Newswise – Onderzoek gepubliceerd in het Journal of Forensic Sciences dat claimde de beruchte 19e-eeuwse moordenaar te identificeren door middel van DNA-analyse, haalde in het voorjaar van 2019 de krantenkoppen over de hele wereld.
Zorgvuldige analyse door Kim Rossmo, een onderzoeksprofessor in de School of Criminal Justice aan de Texas State University, trok de onderzoekslogica van het onderzoek in twijfel en concludeert dat het een forensische mislukking was. Hij heeft onlangs een groot onderzoeksproject afgerond over de systemische oorzaken van onterechte veroordelingen, gefinancierd door het National Institute of Justice, en merkte veel van dezelfde problemen op in het Ripper-document.

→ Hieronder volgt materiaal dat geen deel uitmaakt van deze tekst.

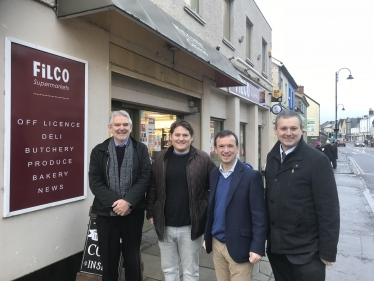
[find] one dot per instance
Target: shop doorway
(150, 126)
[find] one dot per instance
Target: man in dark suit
(236, 223)
(302, 205)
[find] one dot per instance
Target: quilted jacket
(198, 168)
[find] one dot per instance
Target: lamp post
(336, 97)
(336, 118)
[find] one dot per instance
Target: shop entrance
(150, 126)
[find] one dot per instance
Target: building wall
(313, 135)
(212, 30)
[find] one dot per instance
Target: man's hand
(121, 207)
(328, 263)
(254, 258)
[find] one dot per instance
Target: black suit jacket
(302, 203)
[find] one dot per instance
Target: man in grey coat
(302, 203)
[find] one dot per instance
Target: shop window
(264, 55)
(259, 147)
(215, 127)
(248, 37)
(242, 140)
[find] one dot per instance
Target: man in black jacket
(119, 176)
(303, 205)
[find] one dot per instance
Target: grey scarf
(120, 185)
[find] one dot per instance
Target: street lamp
(336, 117)
(336, 98)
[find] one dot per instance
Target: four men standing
(301, 223)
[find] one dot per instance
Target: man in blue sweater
(237, 223)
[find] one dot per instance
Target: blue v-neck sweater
(222, 190)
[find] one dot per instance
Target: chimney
(300, 90)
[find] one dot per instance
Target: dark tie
(283, 156)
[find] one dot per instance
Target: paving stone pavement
(355, 259)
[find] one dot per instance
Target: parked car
(341, 142)
(359, 144)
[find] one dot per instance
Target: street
(362, 160)
(355, 259)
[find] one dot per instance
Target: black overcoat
(302, 203)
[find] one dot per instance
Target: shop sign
(249, 92)
(310, 125)
(46, 126)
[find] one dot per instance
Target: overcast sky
(316, 38)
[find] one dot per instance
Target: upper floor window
(194, 5)
(226, 18)
(248, 36)
(264, 51)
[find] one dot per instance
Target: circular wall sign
(276, 109)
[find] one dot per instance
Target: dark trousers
(284, 270)
(333, 163)
(110, 230)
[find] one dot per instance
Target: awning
(152, 17)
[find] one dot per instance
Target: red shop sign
(46, 124)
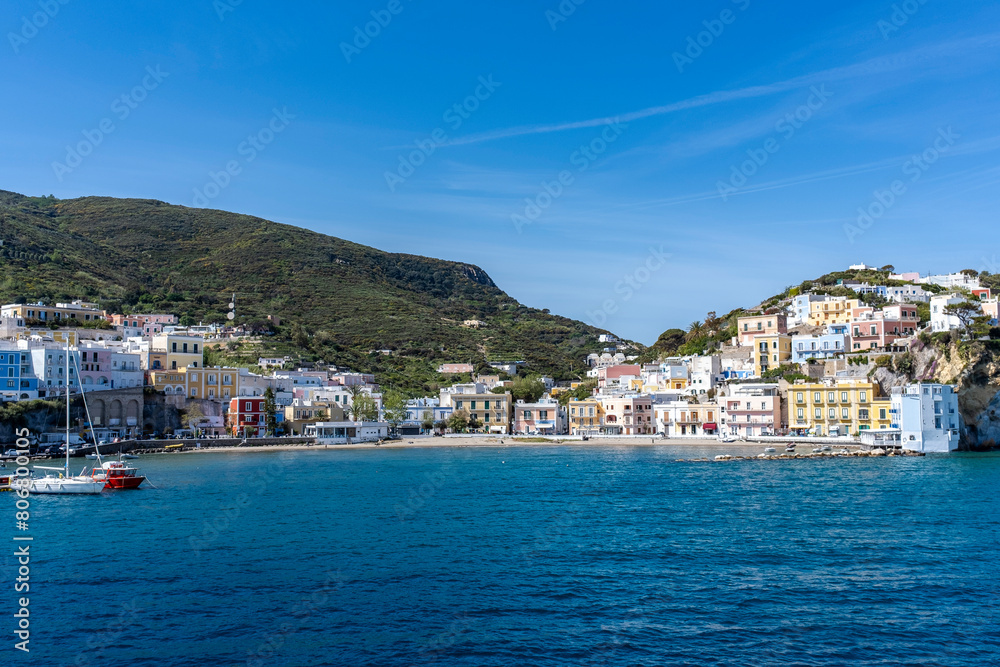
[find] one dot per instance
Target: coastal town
(802, 368)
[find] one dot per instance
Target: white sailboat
(64, 484)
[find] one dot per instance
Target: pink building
(628, 416)
(983, 294)
(453, 369)
(752, 409)
(617, 375)
(872, 329)
(95, 368)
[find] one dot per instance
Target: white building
(126, 370)
(48, 362)
(951, 280)
(927, 417)
(678, 419)
(346, 432)
(705, 374)
(825, 346)
(941, 320)
(798, 311)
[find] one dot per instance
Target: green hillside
(338, 301)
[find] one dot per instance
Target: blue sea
(558, 555)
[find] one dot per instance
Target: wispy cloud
(970, 148)
(874, 66)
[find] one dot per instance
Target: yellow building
(493, 410)
(172, 352)
(770, 352)
(211, 382)
(835, 310)
(844, 407)
(586, 417)
(760, 325)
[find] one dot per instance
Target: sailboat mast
(67, 405)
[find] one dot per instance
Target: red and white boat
(118, 475)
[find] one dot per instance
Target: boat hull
(65, 487)
(122, 483)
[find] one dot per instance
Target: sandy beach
(497, 441)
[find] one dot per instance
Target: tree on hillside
(270, 412)
(528, 390)
(394, 408)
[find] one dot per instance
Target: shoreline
(495, 441)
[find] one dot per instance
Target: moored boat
(118, 475)
(64, 484)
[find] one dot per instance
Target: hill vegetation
(396, 315)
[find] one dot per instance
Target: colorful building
(628, 415)
(172, 352)
(837, 408)
(492, 410)
(64, 313)
(876, 329)
(17, 381)
(545, 417)
(770, 352)
(148, 325)
(586, 417)
(760, 325)
(752, 410)
(212, 382)
(246, 416)
(833, 310)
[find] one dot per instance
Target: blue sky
(617, 121)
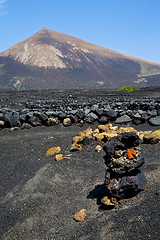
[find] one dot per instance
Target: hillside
(52, 60)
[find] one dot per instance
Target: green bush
(126, 88)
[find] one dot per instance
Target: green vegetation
(126, 88)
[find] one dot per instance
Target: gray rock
(80, 114)
(22, 117)
(26, 126)
(152, 113)
(43, 117)
(91, 117)
(155, 121)
(112, 114)
(123, 119)
(67, 122)
(137, 116)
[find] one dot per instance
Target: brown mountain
(52, 60)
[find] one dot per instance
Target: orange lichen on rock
(80, 216)
(59, 157)
(131, 153)
(52, 151)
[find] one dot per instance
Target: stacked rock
(124, 177)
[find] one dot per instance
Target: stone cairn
(124, 177)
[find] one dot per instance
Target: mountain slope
(52, 60)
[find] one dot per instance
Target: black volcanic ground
(52, 60)
(39, 196)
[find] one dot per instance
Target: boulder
(153, 137)
(155, 121)
(80, 216)
(112, 114)
(67, 122)
(123, 119)
(91, 117)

“De onderliggende fouten in redenering en logica hier – tunnelvisie, verdachte focus, bevestigingsbias, kritiekloze acceptatie van aannames, niet gerapporteerde foutenpercentages, en waarschijnlijkheidsfouten – zijn dezelfde die vaak worden aangetroffen in onterechte veroordelingen en andere mislukkingen in strafrechtelijk onderzoek,” zei Rossmo. Zijn commentaar is gepubliceerd in de huidige editie van het Journal of Forensic Sciences (https://onlinelibrary.wiley.com/doi/10.1111/1556-4029.14191).
Rossmo, een gepensioneerd Canadees inspecteur van politie, is al lang een student van de Jack the Ripper zaak. Hij onderzocht de zaak eerder vanuit het perspectief van een geografische profiler, en stelde door middel van wiskundige modellen vast dat de moordenaar waarschijnlijk in de buurt van de beruchte Flower and Dean Street woonde (http://www.txstate.edu/gii/projects/jack-the-ripper.html).
De problemen die Rossmo in het DNA-onderzoek aanwijst zijn onder meer:
- DNA-monsters werden teruggevonden uit een sjaal die zou zijn gevonden op de plaats van de moord op het vierde slachtoffer van Jack the Ripper, Catherine Eddowes. De shawl wordt echter in geen enkel onderzoeksrapport uit die tijd genoemd, en de onderzoekers slagen er niet in de herkomst ervan vast te stellen.
- Stoffen op de shawl worden geïdentificeerd als bloed van het slachtoffer en sperma van de moordenaar, hoewel geen van beide beweringen wetenschappelijk is vastgesteld door de onderzoekers, en er geen bewijs is van seksuele activiteit in verband met een van de Jack the Ripper-moorden.
- Mitochondriaal DNA-onderzoek wordt gebruikt om “Aaron Kosminski” als de moordenaar te identificeren, hoewel dit type genetische marker, die alleen via de moederlijke lijn kan worden doorgegeven, geen unieke identificatie is. Hoewel mtDNA-tests kunnen worden gebruikt om verdachten te elimineren, kunnen ze hen niet impliceren.
- De onderzoekers beweren dat een “Kosminski,” voor het eerst geïdentificeerd als verdachte door de Londense Metropolitan Police (maar zonder geregistreerde voornaam), eigenlijk “Aaron Kozminski,” een gevangene van Colney Hatch Asylum is, ondanks tegenstrijdige biografische gegevens voor de twee mannen.
“Tunnelvisie impliceert een nauwe focus op een enkele theorie, zoals de exclusieve targeting van Kosminski voor de mitochondriale DNA-test, en kan leiden tot een voortijdige verschuiving van een op bewijs gebaseerd onderzoek naar een op verdachten gebaseerd onderzoek,” zei Rossmo. “Bevestigingsbias, een vorm van selectief denken, wordt dan een probleem. De menselijke neiging is om onze theorieën te bevestigen door het zoeken naar ondersteunende informatie, het interpreteren van dubbelzinnige informatie als ondersteuning van onze overtuigingen, en het minimaliseren van inconsistente informatie.”